The only question now is just how crazy this makes Newt.

I fully expect Newt’s head explode in the next few debates.

Facepalm

Just when you thought that New Jersey could not get any more pathetic, New Jersey Governor Chris Christie said that civil rights leaders in the 1950s and 1960s would have been cool with a referendum to give civil rights without regard to race:

The verbal feud over gay marriage in New Jersey got more personal Monday with Gov. Chris Christie firing a slang term [numb nuts] at a lawmaker, and a hero of the Civil Rights movement chastising the governor for a separate remark.

………
The issue also brought U.S. Rep. John Lewis of Georgia to Trenton on Monday to take Christie to task for comments linking gay marriage to the civil rights struggle of the 1960s.
Christie last week vowed to veto any gay marriage bill that reaches his desk. He instead called for the question to be put to voters in November.
“I think people would have been happy to have a referendum on civil rights, rather than fighting and dying in the streets in the South,” Christie said after an event in Central Jersey.
Black leaders pounced.

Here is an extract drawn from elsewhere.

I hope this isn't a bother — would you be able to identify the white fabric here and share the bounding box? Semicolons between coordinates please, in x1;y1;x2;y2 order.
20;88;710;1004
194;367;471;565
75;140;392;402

Newark Mayor Cory Booker said baseball great Jackie Robinson would not have had the opportunity to break the sport’s color barrier had the matter been put to a vote, and the mayor himself would not have had the opportunity, years later, to be elected to lead New Jersey’s largest city. Assembly Speaker Sheila Oliver said many felt the sting of Christie’s comment.
Gusciora, who is white, said Christie would have found allies in late Alabama Gov. George Wallace and late Georgia Gov. Lester Maddox, both segregationists.

This is what qualifies as a deep thought by the ‘Phants.

God, what a repulsive person.

That’ll Teach Him

The British are finally cracking down on the Banksters.

What are they doing? They are rescinding knighthoods:

The former chief executive of the Royal Bank of Scotland, Fred Goodwin, has been stripped of his knighthood by the Queen for his role in the creation of the biggest recession since the second world war.

With unceremonial haste, a committee of five senior civil servants took away the knighthood given to Goodwin by the last Labour government in 2004 for services to banking.

The chancellor, George Osborne, welcoming the move, said: “RBS came to symbolise everything that went wrong in the British economy over the past decade.”

The move provoked a cacophony of calls for honours to be stripped from other miscreant bankers, politicians and regulators. The campaign to humble Goodwin was reignited by the Daily Mail a fortnight ago and then hastily backed in a highly political move by David Cameron as he sought to show he will side with the public against crony capitalists and bonus-seeking bankers.

You know, I thought that Geithner’s charades about supporting ordinary homeowners were lame, but the Brits have taken lame to a while new level.

Marketplace Gets It Wrong

I was listening to marketplace, and they noted the good news that incomes rose in December rose at the fastest rate in months, and that people saved more too.

They said that this is good, but what it really means is that consumer spending fell in December:

U.S. consumer spending was flat in December as households put the largest rise in income in nine months into their savings, potentially signaling slower consumption early in 2012.

It was the weakest reading on spending since June, the Commerce Department said on Monday, and it followed two tepid gains in October and November.

Still, economists were cautiously optimistic that rising wages as labor markets improve will keep demand supported.

“I do believe there is some underlying trend that gives us some reason to feel a little bit better about what lies ahead regarding spending, and the main reason is the labor market,” said Anthony Karydakis, chief economist at Commerzbank in New York.

U.S. economic growth quickened in the fourth quarter and hiring picked up, but activity is expected to soften early this year. Federal Reserve Chairman Ben Bernanke said last week that the central bank was considering a further easing of monetary policy to support growth.

Reuters gets it. This is not good news.

This is deleveraging in  a depressed economy.